A gauche, le lancement du mouvement des Gilets Jaunes a provoqué deux types de réaction. Certains ont ouvertement rejeté ce mouvement, en le considérant comme grossier, réac, raciste, polluant, ou tout ce qu’on veut. Ils ont ainsi montré leur vraie position de classe, et leur mépris pour le peuple en lutte. D’autres ont fini par soutenir les GJ, mais en se mettant à la traîne, sans oser prendre d’initiatives, sans se considérer légitimes.
Cette seconde attitude a peu à peu conduit à des rapprochements, mais surtout à une imposition aux Gilets Jaunes des lubies habituelles de la gauche.

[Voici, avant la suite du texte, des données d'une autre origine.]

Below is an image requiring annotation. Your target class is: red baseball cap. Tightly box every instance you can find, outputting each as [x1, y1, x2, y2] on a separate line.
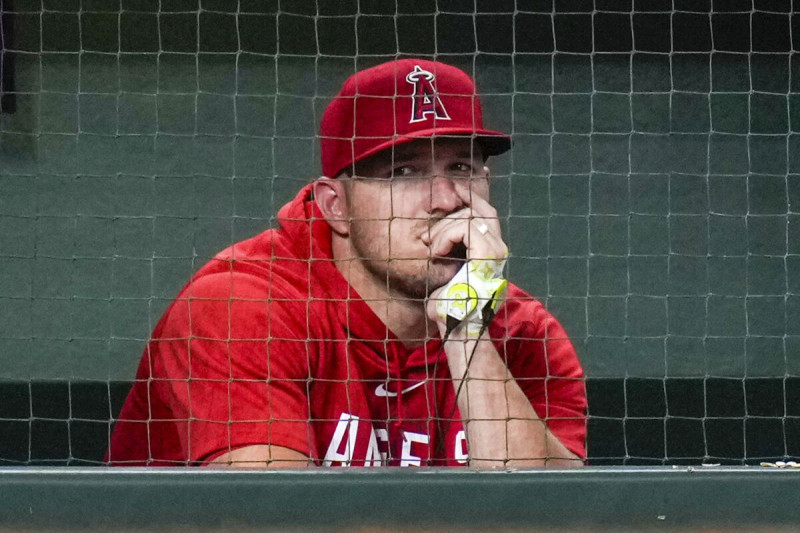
[320, 59, 511, 178]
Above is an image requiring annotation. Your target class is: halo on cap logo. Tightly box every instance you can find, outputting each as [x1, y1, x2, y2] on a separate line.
[406, 65, 451, 124]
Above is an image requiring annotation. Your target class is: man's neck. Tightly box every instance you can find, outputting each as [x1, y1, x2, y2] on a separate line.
[331, 238, 432, 348]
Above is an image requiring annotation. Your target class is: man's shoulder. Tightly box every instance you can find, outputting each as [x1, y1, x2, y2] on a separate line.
[149, 228, 316, 336]
[214, 225, 298, 262]
[502, 283, 547, 314]
[493, 282, 566, 335]
[494, 283, 583, 377]
[186, 228, 312, 298]
[153, 260, 318, 342]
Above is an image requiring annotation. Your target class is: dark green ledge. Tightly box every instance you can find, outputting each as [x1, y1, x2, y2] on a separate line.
[0, 467, 798, 531]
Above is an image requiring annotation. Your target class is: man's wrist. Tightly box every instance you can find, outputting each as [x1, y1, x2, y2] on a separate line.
[441, 323, 489, 342]
[434, 259, 509, 339]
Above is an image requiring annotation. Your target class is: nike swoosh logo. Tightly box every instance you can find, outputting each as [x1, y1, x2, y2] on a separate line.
[374, 381, 426, 397]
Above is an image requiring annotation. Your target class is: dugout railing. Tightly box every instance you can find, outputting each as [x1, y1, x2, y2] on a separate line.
[1, 467, 798, 531]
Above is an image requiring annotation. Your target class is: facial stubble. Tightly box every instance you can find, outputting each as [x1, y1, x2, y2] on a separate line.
[348, 217, 462, 300]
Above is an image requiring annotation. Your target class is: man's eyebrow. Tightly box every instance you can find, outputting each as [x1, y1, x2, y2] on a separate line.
[387, 152, 416, 164]
[389, 149, 480, 162]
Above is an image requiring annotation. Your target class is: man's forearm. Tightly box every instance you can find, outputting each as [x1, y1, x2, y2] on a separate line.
[443, 336, 583, 469]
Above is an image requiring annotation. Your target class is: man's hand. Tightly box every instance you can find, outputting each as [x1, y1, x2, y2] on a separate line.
[429, 260, 508, 339]
[424, 182, 509, 339]
[423, 182, 507, 267]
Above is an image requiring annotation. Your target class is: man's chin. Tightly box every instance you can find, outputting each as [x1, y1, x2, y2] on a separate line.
[362, 258, 466, 299]
[428, 259, 465, 287]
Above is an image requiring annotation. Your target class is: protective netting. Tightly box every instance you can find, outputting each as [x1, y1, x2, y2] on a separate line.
[0, 1, 797, 465]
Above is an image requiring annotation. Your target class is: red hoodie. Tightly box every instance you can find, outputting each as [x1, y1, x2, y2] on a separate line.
[107, 185, 587, 466]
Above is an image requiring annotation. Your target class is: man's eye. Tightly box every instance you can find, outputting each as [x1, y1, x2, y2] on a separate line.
[389, 166, 417, 178]
[451, 162, 476, 176]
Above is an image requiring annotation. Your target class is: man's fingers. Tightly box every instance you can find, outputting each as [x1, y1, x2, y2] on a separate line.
[453, 181, 499, 220]
[421, 208, 471, 245]
[428, 217, 506, 261]
[452, 184, 503, 236]
[428, 219, 471, 258]
[426, 211, 500, 249]
[425, 207, 500, 244]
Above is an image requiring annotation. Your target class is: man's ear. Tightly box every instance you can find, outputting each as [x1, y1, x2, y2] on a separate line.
[312, 177, 350, 236]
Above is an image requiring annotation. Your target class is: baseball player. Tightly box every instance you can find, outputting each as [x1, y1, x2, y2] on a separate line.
[107, 59, 587, 468]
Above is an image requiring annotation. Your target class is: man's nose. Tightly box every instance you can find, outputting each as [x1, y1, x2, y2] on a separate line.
[428, 174, 464, 213]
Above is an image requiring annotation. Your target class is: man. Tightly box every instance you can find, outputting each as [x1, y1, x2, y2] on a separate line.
[107, 59, 587, 468]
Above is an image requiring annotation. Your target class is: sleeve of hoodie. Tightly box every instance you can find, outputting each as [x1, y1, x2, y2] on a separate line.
[147, 268, 317, 464]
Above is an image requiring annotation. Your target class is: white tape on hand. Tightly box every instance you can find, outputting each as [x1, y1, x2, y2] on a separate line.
[435, 258, 508, 338]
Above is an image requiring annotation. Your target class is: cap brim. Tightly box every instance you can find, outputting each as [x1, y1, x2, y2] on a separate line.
[337, 127, 512, 178]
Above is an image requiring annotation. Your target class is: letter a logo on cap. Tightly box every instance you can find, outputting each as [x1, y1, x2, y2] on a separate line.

Il fallait absolument faire des réunions, des commissions, des assemblées générales, écrire des textes, donner des mandats… Si de telles pratiques ne sont pas mauvaises en soi, elles se sont développées à mesure que le mouvement se dégradait, et qu’il attirait moins de prolétaires et plus de personnes marginalisées. Il n’est pas facile de s’investir dans un mouvement quand on travaille, qu’on a un crédit, ou des personnes à charge. On a peu de temps, et chaque risque doit être calculé. La colère spontanée des premiers samedis a laissé place à des réunions interminables qui ne se donnaient même pas les moyens d’appliquer leurs décisions.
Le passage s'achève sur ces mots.